I grew up on games. So I can't really say. I can't say if nowadays graphics have effect on kids though. I was playing with squares on the screen in the 90s.


----------



## avid4545 (Dec 1, 2010)

BrawlerGamma said:


> mmhm, i can assume you are generally new to the internet, cuz i didnt know either, for like a month or 2 after getting high speed, so i understand, i just like to mess with pplz



well i dont use forms vary much, in fact this is my third topic i have done (two are the same,) so ... lets get back to topic.


----------



## BrawlerGamma (Dec 1, 2010)

avid4545 said:


> well i dont use forms vary much, in fact this is my third topic i have done (two are the same,) so ... lets get back to topic.



most memes are from places other than forums, like youtube, 4chan (would not recommend), etc. but hey, like ya said, somethin new every day, man. welcom aboard the internet, leave your sanity and preconseived notions of everything at the gate.


----------



## Nail_bunny (Dec 1, 2010)

Video games and violent video games are fine for kids as long as they can tell reality from fantasy.
So if the child has some neurological disorder and mental illness that keeps them from realizing those detrimental differences they should probably not be playing violent games.

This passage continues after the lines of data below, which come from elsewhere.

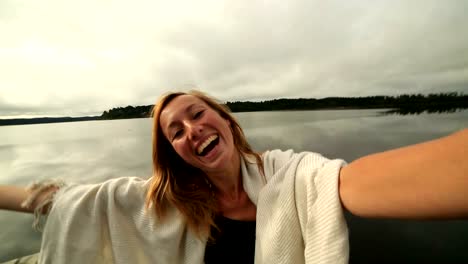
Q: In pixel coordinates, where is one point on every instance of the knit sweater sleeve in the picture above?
(299, 213)
(108, 223)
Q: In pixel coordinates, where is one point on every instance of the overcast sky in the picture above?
(82, 57)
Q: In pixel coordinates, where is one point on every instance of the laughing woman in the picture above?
(213, 199)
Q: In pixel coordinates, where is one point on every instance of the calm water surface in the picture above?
(91, 152)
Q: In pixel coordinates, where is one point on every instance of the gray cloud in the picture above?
(89, 57)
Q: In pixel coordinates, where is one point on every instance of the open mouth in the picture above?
(208, 145)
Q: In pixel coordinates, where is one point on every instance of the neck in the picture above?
(229, 183)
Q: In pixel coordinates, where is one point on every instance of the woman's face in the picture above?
(198, 134)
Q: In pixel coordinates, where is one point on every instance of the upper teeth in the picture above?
(206, 143)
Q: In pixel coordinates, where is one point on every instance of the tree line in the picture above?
(401, 104)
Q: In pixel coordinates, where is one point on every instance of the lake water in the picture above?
(94, 151)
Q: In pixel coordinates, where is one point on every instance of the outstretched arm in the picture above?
(422, 181)
(12, 197)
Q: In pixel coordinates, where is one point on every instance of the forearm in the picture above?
(427, 180)
(13, 198)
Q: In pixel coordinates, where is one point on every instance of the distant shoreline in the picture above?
(402, 104)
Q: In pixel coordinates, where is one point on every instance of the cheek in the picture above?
(180, 149)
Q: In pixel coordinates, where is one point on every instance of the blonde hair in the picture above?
(179, 184)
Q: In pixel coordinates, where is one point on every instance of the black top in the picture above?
(234, 243)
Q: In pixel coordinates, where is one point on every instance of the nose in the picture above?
(194, 130)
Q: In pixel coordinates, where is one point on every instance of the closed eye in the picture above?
(177, 134)
(198, 114)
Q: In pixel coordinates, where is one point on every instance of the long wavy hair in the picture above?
(176, 183)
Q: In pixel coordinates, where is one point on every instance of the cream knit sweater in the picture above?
(299, 218)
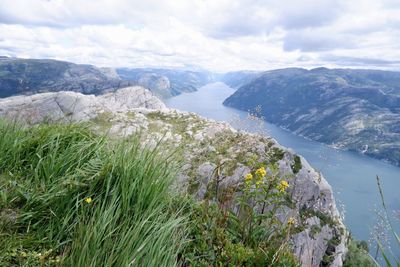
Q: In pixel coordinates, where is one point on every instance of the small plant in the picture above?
(242, 230)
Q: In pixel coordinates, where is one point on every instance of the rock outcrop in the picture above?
(320, 237)
(74, 106)
(167, 82)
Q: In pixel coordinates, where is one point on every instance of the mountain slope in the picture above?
(166, 82)
(236, 79)
(204, 147)
(352, 109)
(28, 76)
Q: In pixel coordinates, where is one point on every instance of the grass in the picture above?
(48, 171)
(70, 197)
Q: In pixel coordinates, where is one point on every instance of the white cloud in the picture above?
(219, 35)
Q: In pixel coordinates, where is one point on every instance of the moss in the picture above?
(324, 218)
(357, 255)
(103, 120)
(277, 154)
(296, 166)
(315, 229)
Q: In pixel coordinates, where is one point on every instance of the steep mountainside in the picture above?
(352, 109)
(28, 76)
(205, 146)
(167, 82)
(236, 79)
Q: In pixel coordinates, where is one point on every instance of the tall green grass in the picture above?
(47, 172)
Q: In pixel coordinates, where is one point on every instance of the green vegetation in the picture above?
(69, 197)
(249, 235)
(358, 255)
(296, 166)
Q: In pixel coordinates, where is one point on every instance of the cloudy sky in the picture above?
(219, 35)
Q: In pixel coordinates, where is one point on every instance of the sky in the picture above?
(218, 35)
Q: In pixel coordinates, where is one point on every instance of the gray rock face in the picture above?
(167, 82)
(206, 144)
(351, 109)
(76, 106)
(30, 76)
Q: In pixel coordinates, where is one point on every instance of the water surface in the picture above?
(351, 175)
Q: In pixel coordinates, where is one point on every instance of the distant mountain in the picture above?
(352, 109)
(28, 76)
(167, 82)
(236, 79)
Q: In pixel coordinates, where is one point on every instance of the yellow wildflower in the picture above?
(291, 221)
(283, 185)
(248, 177)
(261, 172)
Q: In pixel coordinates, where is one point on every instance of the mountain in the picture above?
(236, 79)
(167, 82)
(206, 148)
(357, 110)
(28, 76)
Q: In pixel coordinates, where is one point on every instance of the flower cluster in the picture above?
(261, 172)
(88, 200)
(248, 177)
(283, 185)
(291, 221)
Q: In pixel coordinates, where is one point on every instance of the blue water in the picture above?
(351, 175)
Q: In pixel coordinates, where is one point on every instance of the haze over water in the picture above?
(351, 175)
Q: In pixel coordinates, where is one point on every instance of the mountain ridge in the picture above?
(357, 110)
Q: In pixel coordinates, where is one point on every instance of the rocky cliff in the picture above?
(29, 76)
(320, 237)
(167, 82)
(357, 110)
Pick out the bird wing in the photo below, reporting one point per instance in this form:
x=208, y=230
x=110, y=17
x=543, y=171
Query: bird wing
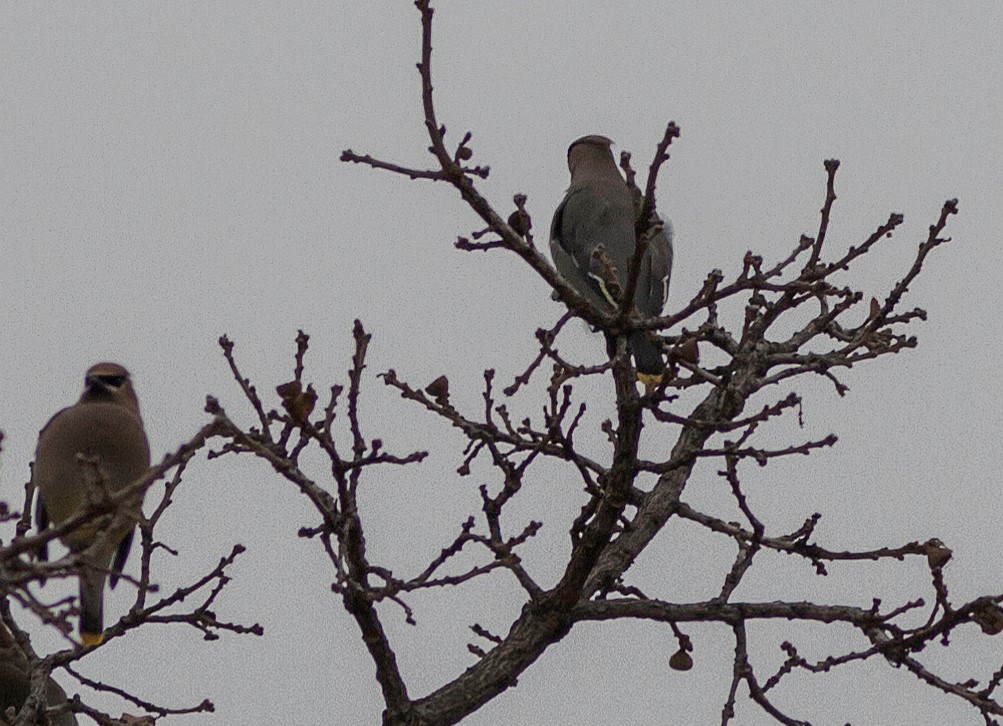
x=653, y=288
x=589, y=216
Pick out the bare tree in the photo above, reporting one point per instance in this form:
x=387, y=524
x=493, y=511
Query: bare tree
x=729, y=348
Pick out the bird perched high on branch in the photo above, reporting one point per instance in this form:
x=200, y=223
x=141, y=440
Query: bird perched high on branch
x=594, y=243
x=87, y=452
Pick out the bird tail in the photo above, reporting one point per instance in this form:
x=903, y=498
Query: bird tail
x=646, y=356
x=91, y=607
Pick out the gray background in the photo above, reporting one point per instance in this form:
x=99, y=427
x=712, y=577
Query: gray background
x=170, y=172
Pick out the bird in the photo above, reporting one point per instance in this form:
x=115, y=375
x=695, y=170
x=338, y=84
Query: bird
x=104, y=423
x=599, y=209
x=15, y=685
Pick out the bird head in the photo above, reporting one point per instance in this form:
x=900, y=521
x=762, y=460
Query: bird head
x=109, y=382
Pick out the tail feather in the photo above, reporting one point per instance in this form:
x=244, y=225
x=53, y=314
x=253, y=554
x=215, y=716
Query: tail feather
x=647, y=358
x=91, y=607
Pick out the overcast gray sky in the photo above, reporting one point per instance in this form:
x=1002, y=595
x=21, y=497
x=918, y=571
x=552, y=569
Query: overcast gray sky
x=170, y=172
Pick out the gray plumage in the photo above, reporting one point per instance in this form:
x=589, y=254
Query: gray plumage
x=599, y=210
x=104, y=423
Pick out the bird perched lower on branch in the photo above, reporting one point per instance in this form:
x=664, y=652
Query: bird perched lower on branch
x=593, y=243
x=85, y=453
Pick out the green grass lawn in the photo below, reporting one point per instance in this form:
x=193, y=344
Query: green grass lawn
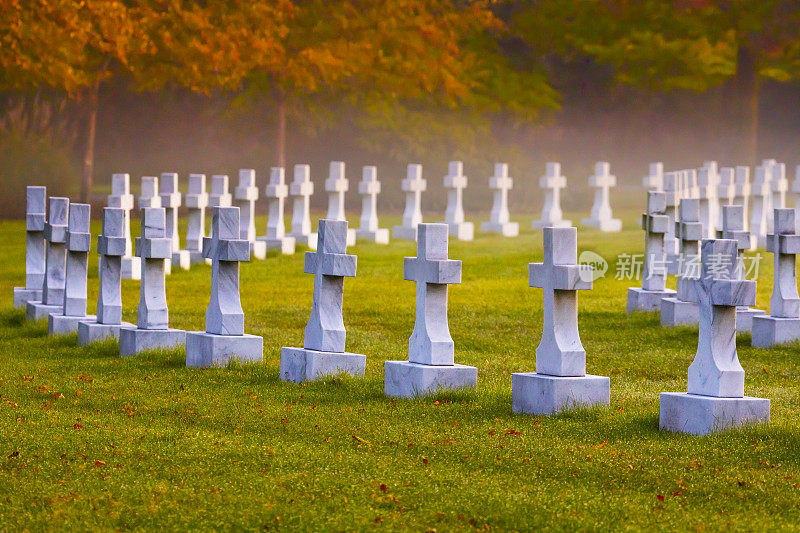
x=91, y=440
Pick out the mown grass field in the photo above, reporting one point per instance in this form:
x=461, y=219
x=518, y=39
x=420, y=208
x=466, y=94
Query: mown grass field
x=89, y=440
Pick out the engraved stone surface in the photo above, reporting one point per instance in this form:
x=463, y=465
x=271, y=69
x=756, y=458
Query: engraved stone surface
x=277, y=191
x=500, y=218
x=602, y=217
x=455, y=182
x=413, y=186
x=301, y=189
x=369, y=188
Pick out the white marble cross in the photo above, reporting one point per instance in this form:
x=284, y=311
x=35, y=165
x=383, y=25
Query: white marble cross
x=277, y=191
x=154, y=248
x=78, y=244
x=560, y=352
x=456, y=182
x=149, y=193
x=111, y=247
x=653, y=180
x=715, y=370
x=196, y=201
x=219, y=195
x=500, y=218
x=553, y=181
x=430, y=342
x=225, y=248
x=35, y=218
x=602, y=218
x=369, y=188
x=785, y=245
x=55, y=232
x=413, y=186
x=330, y=264
x=301, y=189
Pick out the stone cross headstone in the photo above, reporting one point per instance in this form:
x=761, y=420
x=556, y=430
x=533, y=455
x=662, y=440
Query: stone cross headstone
x=681, y=310
x=323, y=352
x=455, y=182
x=111, y=246
x=560, y=382
x=413, y=186
x=55, y=234
x=726, y=191
x=171, y=201
x=79, y=241
x=336, y=186
x=552, y=182
x=733, y=229
x=219, y=195
x=301, y=189
x=152, y=329
x=653, y=180
x=707, y=183
x=715, y=399
x=196, y=202
x=122, y=198
x=224, y=338
x=35, y=247
x=500, y=218
x=244, y=197
x=431, y=352
x=655, y=223
x=277, y=191
x=369, y=188
x=762, y=198
x=602, y=217
x=782, y=325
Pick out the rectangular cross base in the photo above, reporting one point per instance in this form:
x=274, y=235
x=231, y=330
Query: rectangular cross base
x=404, y=379
x=539, y=224
x=207, y=349
x=378, y=236
x=40, y=311
x=643, y=300
x=404, y=233
x=700, y=415
x=131, y=268
x=676, y=312
x=540, y=394
x=284, y=245
x=509, y=229
x=606, y=225
x=769, y=330
x=181, y=259
x=463, y=231
x=744, y=318
x=91, y=331
x=58, y=324
x=134, y=340
x=302, y=364
x=22, y=296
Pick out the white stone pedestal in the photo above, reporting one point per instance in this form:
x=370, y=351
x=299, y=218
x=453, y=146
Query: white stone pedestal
x=134, y=340
x=207, y=349
x=59, y=324
x=302, y=364
x=675, y=312
x=540, y=394
x=643, y=300
x=404, y=379
x=89, y=332
x=700, y=415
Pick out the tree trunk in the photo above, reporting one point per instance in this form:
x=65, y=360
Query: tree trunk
x=88, y=151
x=280, y=144
x=748, y=85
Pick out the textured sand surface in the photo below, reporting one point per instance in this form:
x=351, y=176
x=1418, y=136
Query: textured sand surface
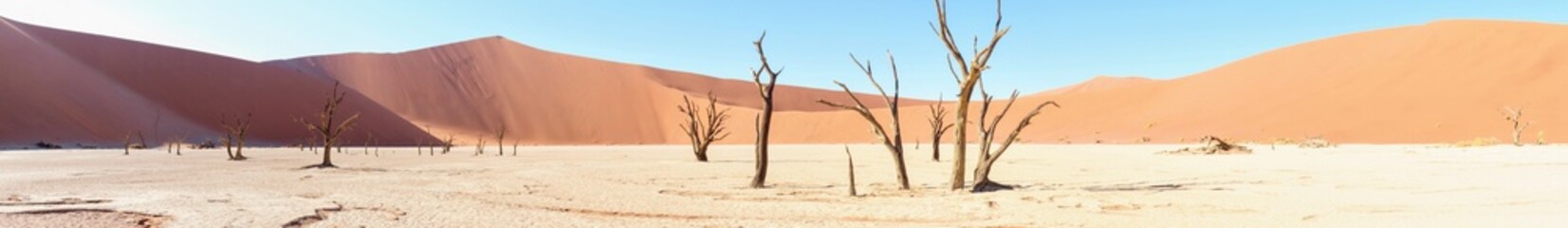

That's the only thing I can think of.

Anyway I found this very convincing watch the whole clip and you'll see what I mean.
This kid plays violent video games daily http://www.youtube.com/watch?v=GLBx9XOhsm8&feature=related

Now I think I'll go play my "Murder simulators"


----------



## Kallikrates (Dec 1, 2010)

Better for children to play video games then to be out getting trouble. But if parents are actually that concerned, then maybe, it will sound radical, but just maybe the parents should put a little effort forth in playing a role in their kids lives. And not just by them games and such and expect their kids to turn out just fine.

As for for violent games supposedly making people violent. Well the lack of insane serial killers speaks against that, I think. I've killed so many pixels in my life, but that hasn't made me want to go out and run people over, a la GTA.


----------



## Leafblower29 (Dec 1, 2010)

Well yeah but it has to be age-appropriate of course.


----------



## Kallikrates (Dec 1, 2010)

Does anyone actually follow those ESRB ratings?


----------



## Catilda Lily (Dec 1, 2010)

I think it is okay if they don't spend hours at a time on it.


----------



## Chilla (Dec 1, 2010)

catilda lily said:


> I think it is okay if they don't spend hours at a time on it.


I agree with that.


 also: doesnt it realy matter what TYPE of game? not just all games in general?


----------



## Trpdwarf (Dec 1, 2010)

There is nothing wrong with kids playing video games. However that should not substitute the kid's child-hood. What I mean is that they should be encouraged/made to go out and pursue other things. Such as attempting to actual make real world friends. Go out and exercise. Go play.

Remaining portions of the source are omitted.